Income Tax Planning for Divorced Spouses

 

The Tax Cuts and Jobs Act of 2017 repealed Internal Revenue Code Sections 215 and 682, both of which were important income tax provisions with respect to divorced and divorcing spouses.

Previously, under IRC Sections 71(a) and 215(a), any alimony paid pursuant to a decree of divorce, as well as any spousal maintenance paid pursuant to a divorce and/or separation agreement, was income to the recipient and deductible by the payor. The payor could deduct such payments above the line without needing to itemize deductions, and the income tax liability for each such payment was shifted to the recipient.

In addition, under IRC Section 682(a), if a payor created a trust for the benefit of a recipient, then on legal separation or divorce, the recipient was required to include any income (other than capital gains) earned by such trust in the recipient’s gross income. Without the relief provided, such trust income would have continued to be includible in the gross income of the payor. Once again, under the current law, the income tax liability on monies received by the recipient was shifted to the recipient.

The income tax provisions in the current law generally provided a net overall benefit to the family, as the income tax rates for payors were generally higher than those of recipients. To raise more revenue, Congress repealed both of the foregoing sections in the IRC when it passed the 2017 Act. As a result, a payor will no longer be able to deduct alimony payments if such payments are made under a decree issued or modified, or an agreement created or modified, on or after Jan. 1, 2019. Further, the income tax liability for any new trust established by a payor for the benefit of a recipient who subsequently separates or divorces on or after Jan. 1, 2019 will remain with the payor.

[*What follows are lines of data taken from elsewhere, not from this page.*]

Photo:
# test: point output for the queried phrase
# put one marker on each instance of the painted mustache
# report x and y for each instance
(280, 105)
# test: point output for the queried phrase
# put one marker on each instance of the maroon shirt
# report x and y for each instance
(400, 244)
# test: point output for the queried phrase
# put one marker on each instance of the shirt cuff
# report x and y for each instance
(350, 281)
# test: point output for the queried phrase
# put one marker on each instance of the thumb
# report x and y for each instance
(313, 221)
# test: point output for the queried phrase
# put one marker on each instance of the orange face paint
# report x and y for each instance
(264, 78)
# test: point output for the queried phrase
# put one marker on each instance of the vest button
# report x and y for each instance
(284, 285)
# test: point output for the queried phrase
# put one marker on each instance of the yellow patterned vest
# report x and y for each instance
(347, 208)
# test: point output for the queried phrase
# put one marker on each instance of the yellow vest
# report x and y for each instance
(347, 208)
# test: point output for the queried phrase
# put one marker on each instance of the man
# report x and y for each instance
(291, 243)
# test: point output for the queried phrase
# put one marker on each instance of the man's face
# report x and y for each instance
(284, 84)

Given the new law, practitioners will need to consider alternative ways to deal with the changing income tax landscape for divorcing spouses. If an agreement is created and/or modified in 2019 or beyond, the income tax impact on the parties must be considered in a new light during the negotiation and drafting of the agreement.

Separate or divorce in 2018. Because the repeal of the current law doesn’t go into effect until 2019, existing agreements and those executed or modified in 2018 shouldn’t be affected by the new rules, even if a court decree confirming the terms of the agreement is entered after Jan. 1, 2019 (Treasury Regulations Section 1.71-1T(e)). Any 2018 agreement should make clear that the income tax burden won’t shift to the payor in 2019, despite the provisions of the 2017 Act.

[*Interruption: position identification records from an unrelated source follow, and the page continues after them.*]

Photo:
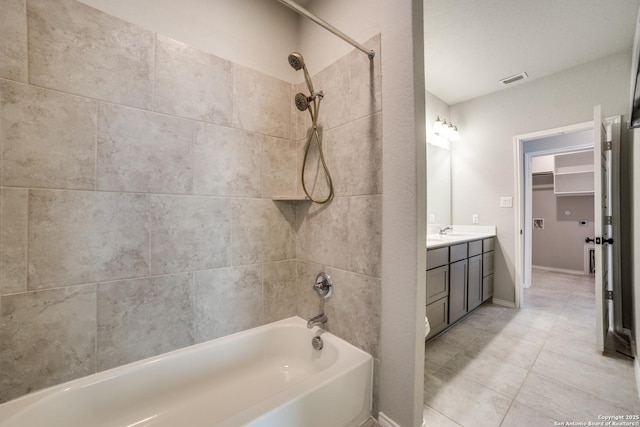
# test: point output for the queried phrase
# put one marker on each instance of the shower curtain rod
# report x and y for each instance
(327, 26)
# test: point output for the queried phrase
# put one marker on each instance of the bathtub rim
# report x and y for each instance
(13, 408)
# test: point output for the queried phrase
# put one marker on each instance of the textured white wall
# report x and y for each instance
(359, 19)
(482, 166)
(258, 34)
(403, 212)
(635, 208)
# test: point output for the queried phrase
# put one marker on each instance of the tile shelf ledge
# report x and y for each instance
(290, 199)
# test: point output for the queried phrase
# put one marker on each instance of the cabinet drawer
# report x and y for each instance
(475, 248)
(487, 263)
(457, 252)
(487, 287)
(437, 316)
(437, 257)
(487, 244)
(437, 283)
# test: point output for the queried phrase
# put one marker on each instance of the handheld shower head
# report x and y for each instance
(302, 101)
(297, 63)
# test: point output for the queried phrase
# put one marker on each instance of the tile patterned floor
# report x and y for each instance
(530, 367)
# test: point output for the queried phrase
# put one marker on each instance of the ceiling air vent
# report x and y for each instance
(513, 79)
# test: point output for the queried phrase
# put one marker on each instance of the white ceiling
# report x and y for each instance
(471, 44)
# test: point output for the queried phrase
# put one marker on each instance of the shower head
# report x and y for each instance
(302, 101)
(297, 63)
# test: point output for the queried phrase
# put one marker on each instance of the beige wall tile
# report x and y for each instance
(323, 237)
(365, 235)
(13, 40)
(46, 338)
(13, 240)
(261, 103)
(48, 138)
(261, 231)
(228, 300)
(189, 233)
(354, 309)
(279, 167)
(78, 49)
(280, 284)
(227, 162)
(354, 156)
(141, 318)
(83, 237)
(144, 152)
(193, 84)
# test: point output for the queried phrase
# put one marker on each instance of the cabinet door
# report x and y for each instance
(457, 290)
(437, 315)
(437, 284)
(475, 282)
(487, 264)
(487, 287)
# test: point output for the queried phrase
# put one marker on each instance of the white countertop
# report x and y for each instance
(460, 234)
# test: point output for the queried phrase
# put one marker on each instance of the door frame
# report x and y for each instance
(523, 196)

Include automatic reimbursement for the payor spouse. Going forward, a 2019 agreement could include a reimbursement provision for the increase in federal income taxes that the payor has to pay in a given calendar year. The reimbursement provision could impose a liability on the recipient to reimburse the payor for the difference between: (1) the federal income taxes the payor would have paid if IRC Section 682 was still in effect, and (2) the federal income taxes that the payor ultimately paid for such calendar year.

Renegotiate. When modifying an existing agreement in whole or in part, the parties may wish to consider restructuring the agreement to maintain the status quo with regard to the overall payments made to the recipient and the Internal Revenue Service.

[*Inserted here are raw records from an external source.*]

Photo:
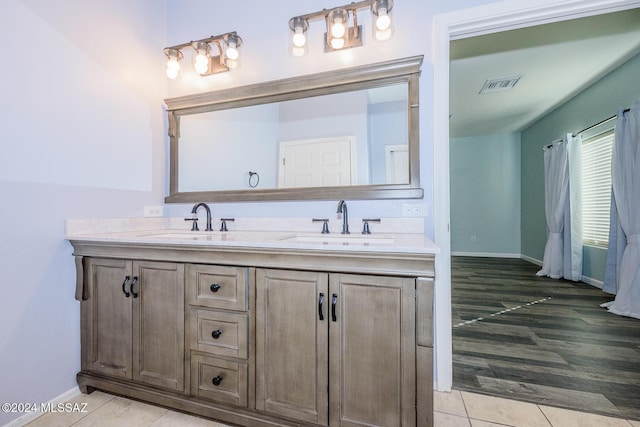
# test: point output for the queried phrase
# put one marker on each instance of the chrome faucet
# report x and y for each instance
(342, 209)
(194, 217)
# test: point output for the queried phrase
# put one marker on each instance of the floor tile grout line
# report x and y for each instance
(468, 322)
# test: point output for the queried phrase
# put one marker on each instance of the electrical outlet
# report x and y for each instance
(153, 211)
(414, 209)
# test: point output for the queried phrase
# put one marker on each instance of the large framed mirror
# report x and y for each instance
(346, 134)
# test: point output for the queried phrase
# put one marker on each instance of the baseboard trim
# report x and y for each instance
(28, 417)
(486, 254)
(531, 260)
(593, 282)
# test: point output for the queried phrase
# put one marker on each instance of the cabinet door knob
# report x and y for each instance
(133, 282)
(124, 287)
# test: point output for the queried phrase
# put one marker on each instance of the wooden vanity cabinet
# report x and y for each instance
(133, 323)
(336, 349)
(260, 337)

Spousal trusts. Spousal trusts created or modified in 2018 don’t appear to be affected by the 2017 Act. However, beginning in 2019, IRC Sections 672(e) and 677(a) will require the payor/grantor to pay the income taxes for trusts that are created or modified in 2019 or beyond. Therefore, if the parties wish to modify the terms of an existing spousal trust, it may be preferable to distribute the assets held in the spousal trust to an entirely new trust for the benefit of the recipient ex-spouse that qualifies as a non-grantor trust with regard to the payor.

Section 682 has been in place for many years and has generally provided overall income tax relief for a divorcing family at a time in life when budgets are often stretched tight due to the need to support two separate households. That relief has been arbitrarily repealed, and it isn’t clear how the repeal will apply to existing trusts that are subsequently decanted modifications to agreements such as those related to visitation or custody that are unrelated to income tax issues and the effect of Section 672(e) and 677 on new trusts created for ex-spouses and funded with existing spousal trust assets.

Practitioners need to reconsider all of the ways in which income taxes are allocated between divorcing spouses. Any modification of an existing agreement or spousal trust may have unintended income tax consequences. The Department of the Treasury and the IRS have requested comments from the public on whether guidance is needed regarding the application of Sections 672(e) and 677 following a divorce or separation in light of the repeal of Section 682.

Concerned practitioners should urge the IRS to provide regulations exempting unrelated modifications, decanted trusts and existing trust distributions from the onerous impact of the 2017 Act on divorced spouses.